Wiggins claims that index funds perform best during periods when large stocks perform well, but that active funds are better when large stocks falter.  This first appeared to be an attempt to support expensive stock-picking fund managers, but late in this chapter he explained that by “active” funds he means “alternative index funds” such as smart beta or “funds tracking equally weighted indices.”  As for the problem of knowing whether large stocks are going to perform well or not, the author suggests mild shifts in index fund allocation based on the valuations of large stocks.

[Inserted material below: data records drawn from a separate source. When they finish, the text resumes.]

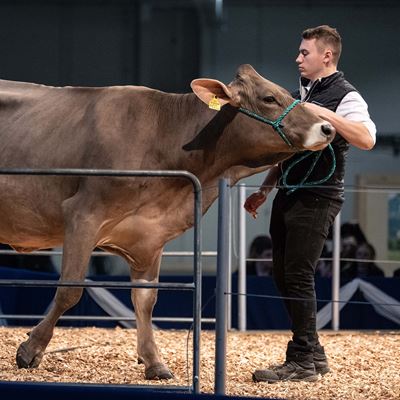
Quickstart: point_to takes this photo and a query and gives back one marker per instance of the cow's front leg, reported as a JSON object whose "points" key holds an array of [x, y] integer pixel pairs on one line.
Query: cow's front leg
{"points": [[78, 244], [144, 301]]}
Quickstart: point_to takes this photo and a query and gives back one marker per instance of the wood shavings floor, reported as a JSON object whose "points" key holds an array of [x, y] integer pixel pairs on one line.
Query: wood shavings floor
{"points": [[365, 365]]}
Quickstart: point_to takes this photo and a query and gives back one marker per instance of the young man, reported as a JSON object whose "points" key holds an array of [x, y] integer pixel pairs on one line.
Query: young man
{"points": [[300, 220]]}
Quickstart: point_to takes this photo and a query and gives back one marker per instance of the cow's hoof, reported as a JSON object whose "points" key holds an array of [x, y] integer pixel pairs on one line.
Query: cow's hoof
{"points": [[26, 359], [158, 371]]}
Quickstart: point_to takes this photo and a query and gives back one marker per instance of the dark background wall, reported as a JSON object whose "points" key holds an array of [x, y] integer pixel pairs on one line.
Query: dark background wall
{"points": [[166, 43]]}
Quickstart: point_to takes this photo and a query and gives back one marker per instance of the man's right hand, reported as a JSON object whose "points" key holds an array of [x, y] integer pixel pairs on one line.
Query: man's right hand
{"points": [[254, 201]]}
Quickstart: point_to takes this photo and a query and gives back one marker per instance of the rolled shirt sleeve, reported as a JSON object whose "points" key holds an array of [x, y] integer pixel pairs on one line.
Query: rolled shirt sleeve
{"points": [[354, 108]]}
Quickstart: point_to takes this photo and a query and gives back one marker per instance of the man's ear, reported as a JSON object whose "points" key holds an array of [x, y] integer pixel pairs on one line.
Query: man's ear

Investors like steady predictable returns, but “smooth fund performance conceals risk.”  The reported price of most funds is “marked to market,” meaning that the fund price is based on the current trading price of its holdings.  However, for funds holding illiquid investments, we usually don’t know what the current price would be if the holdings were traded.  In this case, the holdings are often “marked to model,” meaning that there is some price model that the holdings are assumed to follow, and these models tend to give smooth results.  “Private equity is another asset class that enjoys the benefits of mark to model pricing.”  “Unfortunately, both the return and risk measures commonly used are illusory.”

Simple investment approaches tend to give better results than complex strategies, but that doesn’t stop investors from seeking complexity.  We like to feel sophisticated.  “We don’t just buy complex funds because we believe they might give us better outcomes; we buy them because they make us look better.  The asset management industry is a more than willing seller.”  Wiggins gives two examples of complex funds: XIV and LTCM.  While they are examples of complex funds that cratered, they seem more directly to be warnings about using excessive leverage.

“Great stories make for awful investments.”  At some point, “a certain narrow area of the market will generate strong performance.  This attracts the attention of investors and the media.”  Then fund managers “launch concentrated funds tapping directly into this area.”  Such “thematic funds are perfect for asset managers as they come with built-in marketing.”  Some thematic funds “will wither and die, while others will raise assets and continue to outperform for a time.  There is no need to worry too much about the investors left experiencing losses or stumbling from one story to the next.”

In a chapter where the author argues convincingly that “investment risk is not volatility,” but “is the chance that we will fail to meet our objectives,” he makes a strange assertion.  “Most of us will have to draw on our investments at some juncture.  We should aim to make withdrawals as small and as late as possible.”  Making withdrawals at some point is the purpose of investing.  The goal shouldn't be to die with the largest possible portfolio.  There is nothing wrong with living well, as long as it doesn’t force us to scrimp late in life.

A lesson I learned the hard way was that “past performance is a terrible way to select a fund.”  Sadly, this is exactly how a high proportion of investors choose their investments.

The interests of the asset management industry are very poorly aligned with the interests of investors.  Wiggins does an excellent job of explaining this problem in both the cases with and without performance fees.  He even takes a run at explaining the problems with having a fund manager invest his or her own money in the fund alongside investor assets.  I found this argument much less compelling than the discussion of the other conflicts of interest.

In a discussion about focusing on the long term and not abandoning funds too quickly, the advice seemed to be to be patient, but not too patient if it turns out that the fund is being poorly run.  I found the whole discussion to be a strong argument for using simple index funds and not worrying about other types of funds.

In the last chapter before the conclusion, Wiggins explains the good and bad of investing in ESG (Environmental, Social, and Governance) funds.  Investors who want to just buy ESG funds to feel good about themselves might not be happy with what they learn in this chapter.

Overall, this is a thoughtful book about investing in funds intelligently.  Investors who choose their own funds will likely find useful discussion here.